Real a la carte cable would be great, I would keep about 125 Comcast channels and dump the other 500 useless crapola waste of bandwidth signals that no one
really watches but we are made to pay for. Can you imagine if we did not have to susidize sports channels the team owners and players would be brought down to reality.... fast. They are nothing but spoiled bastards
 
When analog cable gets shut off it will be pretty easy for cable providers to provide a la carte cable. Unfortunately it would force you to have a cable box for each TV with only locals being available on clear QAM. Everything else would be encrypted QAM that would require a cable box, but the technology is there to make it a la carte. Channels that demand more money from cable companies would cost higher such as ESPN here in the states. There could be channel bundle packages that would give you cheaper rates then buying them individually (sports, movies, cartoons, etc). But the individual option would be there, and with an on screen programming guide it would be pretty easy to buy/cancel channels.
 
M.J. said:
Rogers has been test-marketing a la carte cable options for its subscribers in London, Ontario. I have read one review of this so far, and it isn't good:

http://blogs.ottawacitizen.com/2011/12/08/cable-tv-plan-designed-to-fail-reader/

Great idea, poor execution.

Agreed. Over 25 years ago, when the C and Ku-band dishes were popular, there was an online and foolproof way of adding/canceling subscriptions which did not have any of the drawbacks illustrated in the blog. Any company which requires their customers to go through a phone bank to switch services is not going to make people happy - and, not to mention, increase their cost of doing business.
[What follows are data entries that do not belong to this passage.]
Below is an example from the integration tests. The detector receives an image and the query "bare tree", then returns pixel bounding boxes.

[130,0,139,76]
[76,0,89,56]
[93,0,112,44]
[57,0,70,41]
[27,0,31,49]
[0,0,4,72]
One of the other things mentioned in the blog was that certain services required a package or were priced differently when subscribed without. ESPN was in that category back then. My programmer used to require a minimum of five other services before they would offer ESPN at an ala carte price.

It was the difference between $60 per year then and $600 per year now. There is some gain due to inflation and new services but it was a much better deal than today.